7. Ancaman perdagangan anak, isu kesehatan, dan anak minoritas

Pexels/Towfiqu barbhuiya

Tantangan perlindungan anak di Indonesia kian kompleks dengan maraknya kasus eksploitasi dan Tindak Pidana Perdagangan Orang (TPPO), di mana data transaksi keuangan menunjukkan lebih dari 24.000 anak usia remaja terjerat jaringan prostitusi

KPAI menemukan fakta mengejutkan adanya sekitar 50.000 anak pekerja migran di Kalimantan Utara yang rentan karena tidak berdokumen, serta maraknya sindikat penjualan bayi berkedok adopsi ke luar negeri melalui manipulasi akta lahir. 

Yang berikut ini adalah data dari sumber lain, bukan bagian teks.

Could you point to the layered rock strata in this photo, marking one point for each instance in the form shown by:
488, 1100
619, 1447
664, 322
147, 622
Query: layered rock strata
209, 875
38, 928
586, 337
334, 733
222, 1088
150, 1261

Masalah kemanusiaan ini semakin berat dengan tercatatnya 10.533 anak hidup dengan HIV/AIDS hingga Juni 2025 yang masih mengalami diskriminasi sosial, ditambah terjadinya kasus kekerasan terhadap ratusan anak minoritas agama serta hambatan struktural di wilayah tertinggal seperti Wamena dan pulau terluar yang meliputi kasus perundungan fisik hingga masalah kepemilikan akta kelahiran yang baru mencapai 45,19 persen.

Rentetan peristiwa kelam dan data pengawasan dari lembaga perlindungan anak ini seolah membuka mata kita semua bahwa lingkungan sekitar anak-anak kita sedang tidak baik-baik saja. 

Sudahkah Mama lebih peka lagi terhadap keamanan dan perubahan perilaku anak-anak di rumah?